Agnese Pini, direttrice della Nazione
Nell’incertezza meglio un po’ di sicurezza
L’argomento di Cerasa è incontrovertibile e resistente ad ogni obiezione: “Se puoi avere un’assicurazione sulla vita per i prossimi sette anni, sarebbe incomprensibile ridurla a due”. Davvero è il caso di un “whatever it takes” per cogliere l’opportunità di tale assicurazione, prolungando l’opera di Draghi al Quirinale. La congiuntura favorevole, che sta facendo dell’Italia di Draghi un “piccolo modello”, non riguarda solo l’Europa o l’accoglienza del Recovery Plan italiano. Non sfugga la funzione che Draghi assolve sul teatro internazionale più largo, del G7 e del G20: un ruolo che sembra supplire al passaggio di consegne di Angela Merkel ed è, francamente, oggettivamente (e fortunatamente) più largo delle dimensioni e del peso del nostro paese. Non solo nel concerto europeo. Oggi Draghi, anche nel precipitoso crollo di credibilità dell’amministrazione Usa e dinanzi al precipizio afgano è uno dei pochi leader occidentali che può sollevare il tema del dialogo con Cina e Russia senza ingenerare diffidenze e sospetti. Questa fiducia globale sulla figura di Draghi è un capitale enorme, da non lasciarsi sfuggire. E non si deve, non diciamo sciocchezze, alla funzione di premier. Ma alla storia: Draghi, agli occhi del mondo, è colui che ha salvato l’Europa economica dall’abisso. Questa credibilità verrebbe solo messa in protezione, blindata e prolungata dal ruolo di Capo dello Stato.
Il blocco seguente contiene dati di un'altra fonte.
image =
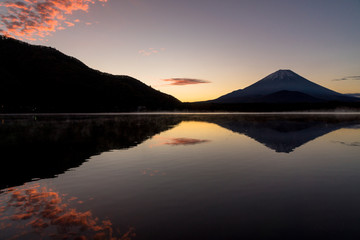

Al contrario, Cerasa ha ragione, sarebbe seriamente compromessa se affidassimo il futuro di Draghi alle contorsioni imprevedibili della politica italiana. La soluzione di emergenza e di compromesso dell’attuale maggioranza ha una “finitudine” naturale, improrogabile, inaggirabile: il 2023. Si spera che il voto chiuda gli annus horiibilis del Parlamento del 2018. Immaginare di prolungare l’emergenza politica, la straordinarietà, gli spasmi dei partiti tra identità e responsabilità è da avventurieri. Meglio, nell’incertezza irriducibile della politica italiana, mettere in sicurezza questo fortunato e insperato minimo comun denominatore: Mario Draghi.
Umberto Minopoli
Sette capodanni bellissimi
Ho letto che questo giornale candida Mario Draghi al Quirinale. Nulla in contrario: l’idea di vederlo in tv per sette capodanni di fila non mi dispiace affatto. Oltretutto così evitiamo anche che si candidi a elezioni (non mi sembra il tipo, ma meglio esserne certi) o che chi si candidi prometta di riconfermarlo a Palazzo Chigi: vedere Mario Draghi trasformato in materia da campagna elettorale e sottoposto al giudizio scellerato e incompetente delle urne sarebbe davvero triste e ingeneroso. Leggo anche che quest’ipotesi significherebbe la fine del tandem Mattarella-Draghi; e perché? Non si può ripetere a ruoli invertiti? Mattarella presidente del Consiglio sarebbe un bel colpaccio. Unica mia vera perplessità, comunque, è se il Quirinale sia abbastanza per Mario Draghi. Non tanto per lui, che mi sembra non abbia grandi grilli per la testa, quanto per noi: un asso come lui non va sprecato. Ecco, io mi chiedo se Draghi non sia meglio farlo Papa: solo uno come lui potrebbe sistemare la situazione dei conti in Vaticano. E, con chissà chi a Palazzo Chigi, uno come Draghi a cui appellarsi perché interceda per noi presso Dio potrebbe farci comodo.